By “updating” the play, having the costumes and sets be contemporary—the flick looks like it takes place in some modern post-commie Eastern Bloc nation—but while keeping the dialog true to the Bard’s text, a schism is created: Because so many science fiction films use English actors speaking stiltedly (as representatives of either the future or of a superior alien race), it feels as if we are watching some fascist Alternate Earth *.
This film would be a good double-feature with either Paul Verhoeven’s Starship Troopers, or The Hunger Games—violent militaristic fantasies (as opposed to Children of Men, a film that might share an aesthetic with Coriolanus, but not an initial temperament; Coriolanus also shares a “look” with Costa-Gavras’ excellent State of Siege).
That said, Coriolanus is a damn good war film—the story follows General Martius (Fiennes) as, after a stunning victory, he is offered the position of consul. But to accept the job, the proud, brutal warrior would have to “bow” to the mob, a gaggle of rabble he despises—which is common knowledge the crowd resents.
The politics often seem overly complicated and obtuse (which reinforces the feeling we are watching a nation being “balkanized”), but then a gory knife-fight or fiery explosion grabs our attention: this is a gruff, serious vision of combat—backed by excellent camerawork and production design, and truly reinforces the character’s state of mind. Here, action is character.
For a first-timer, director Fiennes does a good job; while I’m not such a fan of shaky-cam combat scenes, the use of “TV news” footage was intercut into the action and Shakespearian text masterfully.
The battles often invigorate this film, when chunks of complicated dialog are dumped on the audience.
The thesps (especially Brian Cox as a wily patrician senator, and Vanessa Redgrave as Martius’ mom) are all top-notch, delivering convoluted passages in a natural and unforced manner—but they’re almost too good: I’m someone who enjoys Shakespeare, especially cinematic adaptations like Olivier’s Richard III and Hamlet, Welles’ Macbeth, and the Russian King Lear (1971; directed by Grigor Kozintsev), all of which tend to be “theatrical” in one way or another.
(I’m also a fan of Shakespearian updates or retellings, like Basil Dearden’s “Jazz Othello” All Night Long; or Forbidden Planet (inspired by The Tempest); and even West Side Story (Romeo & Juliet).)

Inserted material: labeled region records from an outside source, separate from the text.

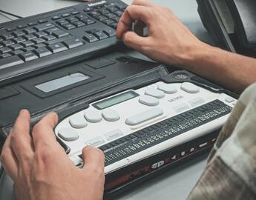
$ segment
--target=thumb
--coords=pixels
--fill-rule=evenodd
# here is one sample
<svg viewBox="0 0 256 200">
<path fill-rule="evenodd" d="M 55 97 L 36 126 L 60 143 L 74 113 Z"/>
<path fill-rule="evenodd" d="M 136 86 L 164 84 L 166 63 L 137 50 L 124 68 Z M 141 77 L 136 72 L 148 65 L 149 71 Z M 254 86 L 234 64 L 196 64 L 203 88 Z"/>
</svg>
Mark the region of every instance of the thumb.
<svg viewBox="0 0 256 200">
<path fill-rule="evenodd" d="M 99 149 L 91 146 L 85 147 L 82 150 L 82 157 L 83 169 L 104 172 L 105 156 Z"/>
<path fill-rule="evenodd" d="M 133 31 L 125 33 L 122 39 L 126 46 L 140 52 L 148 44 L 147 38 L 141 37 Z"/>
</svg>

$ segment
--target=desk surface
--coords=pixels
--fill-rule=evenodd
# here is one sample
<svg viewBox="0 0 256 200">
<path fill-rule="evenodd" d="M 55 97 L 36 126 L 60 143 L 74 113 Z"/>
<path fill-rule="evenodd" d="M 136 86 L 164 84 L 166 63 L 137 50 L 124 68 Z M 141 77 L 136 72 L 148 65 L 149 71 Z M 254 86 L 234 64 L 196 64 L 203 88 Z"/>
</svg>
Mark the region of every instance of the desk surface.
<svg viewBox="0 0 256 200">
<path fill-rule="evenodd" d="M 171 8 L 174 13 L 186 24 L 201 40 L 211 44 L 211 39 L 203 27 L 197 14 L 196 0 L 151 0 L 157 4 Z M 124 0 L 131 3 L 131 0 Z M 39 14 L 79 3 L 69 0 L 1 0 L 1 9 L 22 17 Z M 29 6 L 27 6 L 29 5 Z M 14 19 L 14 18 L 10 17 Z M 0 22 L 10 19 L 0 15 Z M 133 56 L 142 57 L 137 53 Z M 170 170 L 168 172 L 148 181 L 130 191 L 116 198 L 119 200 L 131 199 L 186 199 L 195 183 L 198 180 L 206 164 L 206 155 Z M 12 181 L 4 175 L 0 182 L 0 199 L 14 199 Z"/>
</svg>

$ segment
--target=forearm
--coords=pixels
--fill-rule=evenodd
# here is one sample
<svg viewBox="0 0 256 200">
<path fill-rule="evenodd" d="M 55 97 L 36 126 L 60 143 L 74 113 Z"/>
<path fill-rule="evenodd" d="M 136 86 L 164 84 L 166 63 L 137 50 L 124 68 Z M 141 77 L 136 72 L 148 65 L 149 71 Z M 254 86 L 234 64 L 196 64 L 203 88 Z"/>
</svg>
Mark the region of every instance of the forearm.
<svg viewBox="0 0 256 200">
<path fill-rule="evenodd" d="M 256 82 L 256 59 L 201 44 L 191 47 L 186 70 L 238 93 Z"/>
</svg>

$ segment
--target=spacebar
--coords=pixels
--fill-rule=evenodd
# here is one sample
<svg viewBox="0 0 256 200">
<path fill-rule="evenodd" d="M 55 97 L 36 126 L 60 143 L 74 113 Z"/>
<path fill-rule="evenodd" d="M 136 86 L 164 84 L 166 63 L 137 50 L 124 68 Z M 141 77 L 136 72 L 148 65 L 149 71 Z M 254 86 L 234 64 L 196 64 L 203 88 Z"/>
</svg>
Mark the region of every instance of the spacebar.
<svg viewBox="0 0 256 200">
<path fill-rule="evenodd" d="M 18 56 L 14 56 L 4 59 L 0 59 L 0 70 L 24 63 Z"/>
</svg>

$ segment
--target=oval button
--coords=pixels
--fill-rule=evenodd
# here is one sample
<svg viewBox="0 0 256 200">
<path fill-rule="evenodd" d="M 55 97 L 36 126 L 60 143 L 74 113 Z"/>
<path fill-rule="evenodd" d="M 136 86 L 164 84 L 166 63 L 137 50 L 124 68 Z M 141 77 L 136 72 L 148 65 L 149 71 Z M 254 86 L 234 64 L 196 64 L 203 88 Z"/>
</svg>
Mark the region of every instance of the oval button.
<svg viewBox="0 0 256 200">
<path fill-rule="evenodd" d="M 174 94 L 177 93 L 177 88 L 175 86 L 165 83 L 159 84 L 158 90 L 162 90 L 166 94 Z"/>
<path fill-rule="evenodd" d="M 75 141 L 79 137 L 76 131 L 72 128 L 61 128 L 59 130 L 58 136 L 61 139 L 68 141 Z"/>
<path fill-rule="evenodd" d="M 154 88 L 148 88 L 145 91 L 145 95 L 149 95 L 157 99 L 162 99 L 165 96 L 165 93 Z"/>
<path fill-rule="evenodd" d="M 102 120 L 102 115 L 95 110 L 88 110 L 85 111 L 85 118 L 91 123 L 97 123 Z"/>
<path fill-rule="evenodd" d="M 180 89 L 188 93 L 197 93 L 200 91 L 199 87 L 188 82 L 183 83 Z"/>
<path fill-rule="evenodd" d="M 112 109 L 103 110 L 102 115 L 102 117 L 108 121 L 116 121 L 120 119 L 119 113 Z"/>
<path fill-rule="evenodd" d="M 148 95 L 140 96 L 139 102 L 147 106 L 156 106 L 159 104 L 159 100 L 157 98 Z"/>
<path fill-rule="evenodd" d="M 87 126 L 86 120 L 81 116 L 73 116 L 69 119 L 69 123 L 74 128 L 84 128 Z"/>
</svg>

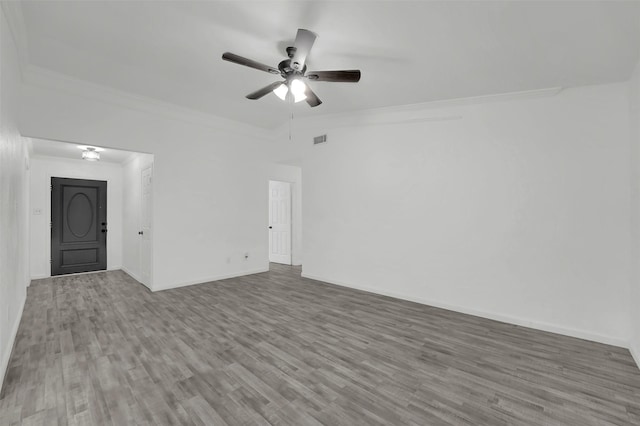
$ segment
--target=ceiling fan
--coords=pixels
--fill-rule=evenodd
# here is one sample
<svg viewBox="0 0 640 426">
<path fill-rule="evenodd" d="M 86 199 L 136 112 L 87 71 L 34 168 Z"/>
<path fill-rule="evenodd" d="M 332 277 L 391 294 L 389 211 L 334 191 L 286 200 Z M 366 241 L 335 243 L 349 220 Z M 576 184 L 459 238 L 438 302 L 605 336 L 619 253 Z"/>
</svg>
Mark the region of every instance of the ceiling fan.
<svg viewBox="0 0 640 426">
<path fill-rule="evenodd" d="M 280 62 L 278 68 L 270 67 L 230 52 L 223 53 L 222 59 L 271 74 L 280 74 L 284 78 L 284 81 L 276 81 L 262 89 L 249 93 L 247 95 L 248 99 L 260 99 L 269 92 L 274 92 L 282 100 L 293 102 L 306 100 L 310 106 L 316 107 L 322 101 L 311 90 L 309 85 L 303 81 L 304 79 L 332 83 L 357 83 L 360 81 L 360 70 L 309 71 L 307 73 L 305 62 L 316 37 L 317 35 L 312 31 L 298 29 L 293 46 L 287 47 L 289 59 Z"/>
</svg>

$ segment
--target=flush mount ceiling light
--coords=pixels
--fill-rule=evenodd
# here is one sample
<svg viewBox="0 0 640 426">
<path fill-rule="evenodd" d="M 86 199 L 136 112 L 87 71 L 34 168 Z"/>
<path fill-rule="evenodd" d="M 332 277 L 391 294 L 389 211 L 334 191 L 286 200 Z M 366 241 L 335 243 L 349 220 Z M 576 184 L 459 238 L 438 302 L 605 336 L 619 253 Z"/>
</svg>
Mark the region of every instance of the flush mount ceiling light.
<svg viewBox="0 0 640 426">
<path fill-rule="evenodd" d="M 79 146 L 82 150 L 82 159 L 87 161 L 99 161 L 100 151 L 104 151 L 102 148 L 96 148 L 95 146 Z"/>
</svg>

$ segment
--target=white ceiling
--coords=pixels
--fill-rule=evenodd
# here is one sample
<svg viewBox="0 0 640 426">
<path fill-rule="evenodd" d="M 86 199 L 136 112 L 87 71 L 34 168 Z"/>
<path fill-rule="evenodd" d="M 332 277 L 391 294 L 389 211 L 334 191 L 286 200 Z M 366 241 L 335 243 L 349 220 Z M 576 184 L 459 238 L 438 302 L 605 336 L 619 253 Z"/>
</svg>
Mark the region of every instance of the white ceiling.
<svg viewBox="0 0 640 426">
<path fill-rule="evenodd" d="M 79 148 L 80 145 L 78 144 L 36 138 L 31 138 L 31 144 L 34 157 L 58 157 L 82 161 L 82 149 Z M 102 148 L 100 161 L 105 163 L 124 163 L 131 155 L 133 155 L 131 151 Z"/>
<path fill-rule="evenodd" d="M 362 70 L 312 83 L 324 103 L 297 116 L 627 80 L 640 52 L 638 1 L 29 1 L 30 63 L 256 126 L 286 121 L 269 64 L 297 28 L 319 37 L 310 70 Z"/>
</svg>

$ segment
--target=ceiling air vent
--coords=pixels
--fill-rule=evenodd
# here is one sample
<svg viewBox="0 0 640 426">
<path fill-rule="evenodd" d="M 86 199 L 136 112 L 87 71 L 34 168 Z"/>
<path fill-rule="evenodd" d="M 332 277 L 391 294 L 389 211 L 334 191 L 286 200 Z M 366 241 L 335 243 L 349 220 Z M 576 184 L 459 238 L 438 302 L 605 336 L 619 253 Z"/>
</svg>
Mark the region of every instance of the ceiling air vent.
<svg viewBox="0 0 640 426">
<path fill-rule="evenodd" d="M 320 135 L 313 138 L 313 144 L 318 145 L 319 143 L 325 143 L 327 141 L 327 135 Z"/>
</svg>

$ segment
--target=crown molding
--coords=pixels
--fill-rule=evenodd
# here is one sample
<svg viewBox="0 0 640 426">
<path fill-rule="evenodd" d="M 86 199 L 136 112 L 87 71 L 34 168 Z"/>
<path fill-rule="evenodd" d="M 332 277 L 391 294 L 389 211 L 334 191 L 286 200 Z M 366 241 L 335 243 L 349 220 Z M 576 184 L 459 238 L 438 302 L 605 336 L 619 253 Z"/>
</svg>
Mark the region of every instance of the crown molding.
<svg viewBox="0 0 640 426">
<path fill-rule="evenodd" d="M 459 108 L 493 102 L 505 102 L 520 99 L 535 99 L 556 96 L 562 87 L 550 87 L 539 90 L 499 93 L 494 95 L 473 96 L 468 98 L 445 99 L 391 107 L 371 108 L 341 114 L 324 114 L 304 117 L 298 120 L 305 127 L 358 127 L 401 123 L 423 123 L 462 120 L 460 110 L 443 111 L 447 108 Z M 282 137 L 288 133 L 288 124 L 277 127 L 274 132 Z"/>
<path fill-rule="evenodd" d="M 24 23 L 24 16 L 22 15 L 22 2 L 19 0 L 2 1 L 0 2 L 0 8 L 2 8 L 4 17 L 9 25 L 9 32 L 16 45 L 20 77 L 24 79 L 24 72 L 29 65 L 29 44 L 27 27 Z"/>
<path fill-rule="evenodd" d="M 147 114 L 161 115 L 170 119 L 227 131 L 232 134 L 248 136 L 254 139 L 274 140 L 272 132 L 268 129 L 76 79 L 66 74 L 36 65 L 28 65 L 26 67 L 23 80 L 25 84 L 30 86 L 55 90 L 92 101 L 116 105 Z"/>
</svg>

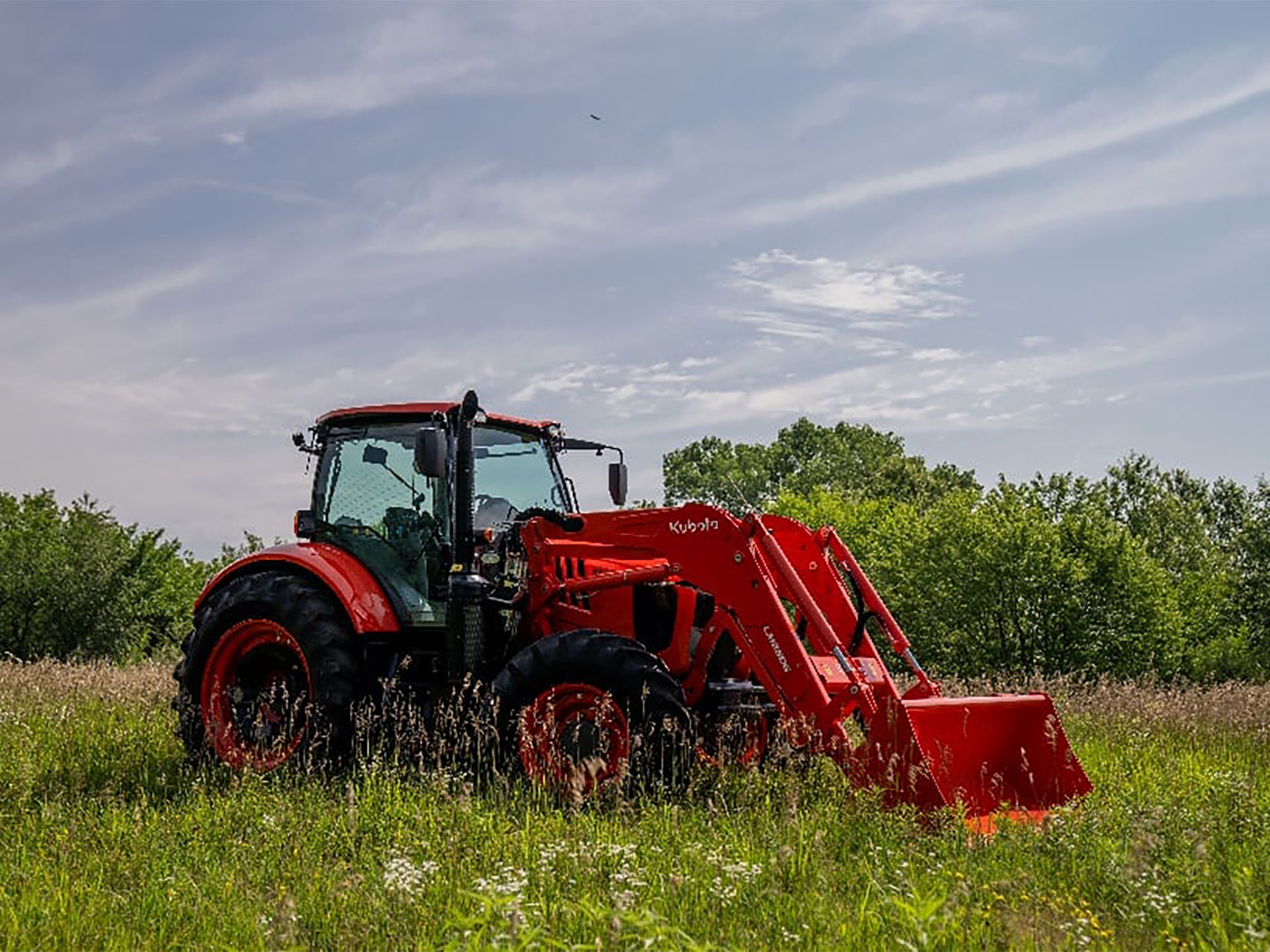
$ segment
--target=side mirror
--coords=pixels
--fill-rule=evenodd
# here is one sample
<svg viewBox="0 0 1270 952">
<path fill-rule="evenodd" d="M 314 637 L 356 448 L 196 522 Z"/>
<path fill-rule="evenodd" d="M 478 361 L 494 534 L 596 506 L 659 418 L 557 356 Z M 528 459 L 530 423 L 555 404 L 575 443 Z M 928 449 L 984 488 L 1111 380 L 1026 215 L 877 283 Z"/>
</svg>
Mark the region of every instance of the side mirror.
<svg viewBox="0 0 1270 952">
<path fill-rule="evenodd" d="M 444 479 L 447 451 L 446 432 L 439 426 L 424 426 L 414 438 L 414 471 Z"/>
<path fill-rule="evenodd" d="M 626 463 L 608 463 L 608 498 L 626 505 Z"/>
</svg>

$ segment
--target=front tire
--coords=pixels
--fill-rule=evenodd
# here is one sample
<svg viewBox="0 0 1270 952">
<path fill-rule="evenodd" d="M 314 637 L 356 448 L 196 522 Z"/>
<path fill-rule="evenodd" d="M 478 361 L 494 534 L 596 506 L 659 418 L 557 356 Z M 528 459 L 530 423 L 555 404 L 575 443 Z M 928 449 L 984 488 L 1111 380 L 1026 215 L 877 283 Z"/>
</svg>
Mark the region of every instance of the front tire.
<svg viewBox="0 0 1270 952">
<path fill-rule="evenodd" d="M 491 687 L 508 773 L 574 800 L 687 782 L 693 734 L 683 688 L 630 638 L 593 630 L 541 638 Z"/>
<path fill-rule="evenodd" d="M 212 593 L 177 665 L 178 734 L 198 759 L 264 773 L 352 749 L 362 685 L 352 633 L 316 581 L 240 575 Z"/>
</svg>

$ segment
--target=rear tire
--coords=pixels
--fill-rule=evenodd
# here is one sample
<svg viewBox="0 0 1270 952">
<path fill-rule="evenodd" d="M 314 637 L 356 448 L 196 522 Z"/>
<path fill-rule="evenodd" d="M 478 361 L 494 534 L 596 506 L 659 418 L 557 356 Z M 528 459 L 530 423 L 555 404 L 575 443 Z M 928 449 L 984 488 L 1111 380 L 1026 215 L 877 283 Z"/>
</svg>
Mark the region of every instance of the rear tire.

But with Coriolanus, I was grateful for the subtitles on the DVD. Usually spoken at a fast pace, the dialog is delivered by a multitude of accents, with some very thick Scots and Northern UK accents.
Other problems I might have with the film are plot and character related, and I feel stem from the source material: While complicated, the character of General Martius, a.k.a. Coriolanus himself, is rather shallow, and very much a rude lout—not unsympathetic, but very close.
(This might just me, but often, it felt as if Fiennes was channeling late British character actor, and two-time Kubrick performer, Leonard Rossiter, with Fiennes even imitating the man’s voice and mannerisms. Pretty weird and distracting…)
Philosophically, I greatly enjoyed Fiennes’ scenes when he rails against bending his will to the demands of the masses. As self-destructive as it was, I understood Martius’ temperament towards acquiescence: his independence is admirable, if bullheaded, but it is also what has made him a great warrior.
Perhaps not as elitist as its main character, Coriolanus will be a worthwhile viewing experience for quite a few, bringing violence, excitement and food for thought.